There is no explanation given for why this particular ability is more restrictive than, say, the spells to which a Moon Druid already has access (conjure elemental, conjure minor elemental), but it may have to do with scaling the CR of the elemental form. In their wild shape, Moon Druids are permitted to assume forms "with a challenge rating as high as [their] druid level divided by 3, rounded down", and at 10th level this would be CR3 (the fire elemental is CR5). The elemental wild shape ability is separate and distinct from the wild shape ability, though, and has no CR limitation any more than it requires the druid to have previously seen the form in question. However, if elemental wild shape both permitted any elemental form and were untethered from CR, then a 10th level druid could take the shape of, for example, a legendary CR16 phoenix. Thus using the same CR scaling as for wild shape would not permit a druid to have access to the fire elemental at the level they received elemental wild shape, but having no scaling would permit them forms that are clearly over-powered for their level. I think it is likely that designers had to choose between creating a new CR scaling for just this ability, or simply restricting elemental wild shape to the eponymous elementals (which also may have aligned better with previous editions), and they chose the latter.
1 It is not obvious what increasing the challenge rating of a creature of "5 or lower" does. Does it increase the maximum, the minimum, or both?

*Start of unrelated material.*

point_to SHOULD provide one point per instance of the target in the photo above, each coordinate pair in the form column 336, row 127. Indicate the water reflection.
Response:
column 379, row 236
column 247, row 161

That is, if I cast conjure elementals at 6th level, would I get an elemental with a CR range of 0 to 6, 1 to 5, or 1 to 6 (all inclusive)?
2 Whether this table (or that included with conjure minor elemental) is "official" content is debatable, and see this comment by user10063. What is not debatable is that the PHB in both spells calls creatures of less than CR5 elementals, and in the second spell explicitly says that conjuring fire elementals of less than CR5, and probably more than CR5, is possible.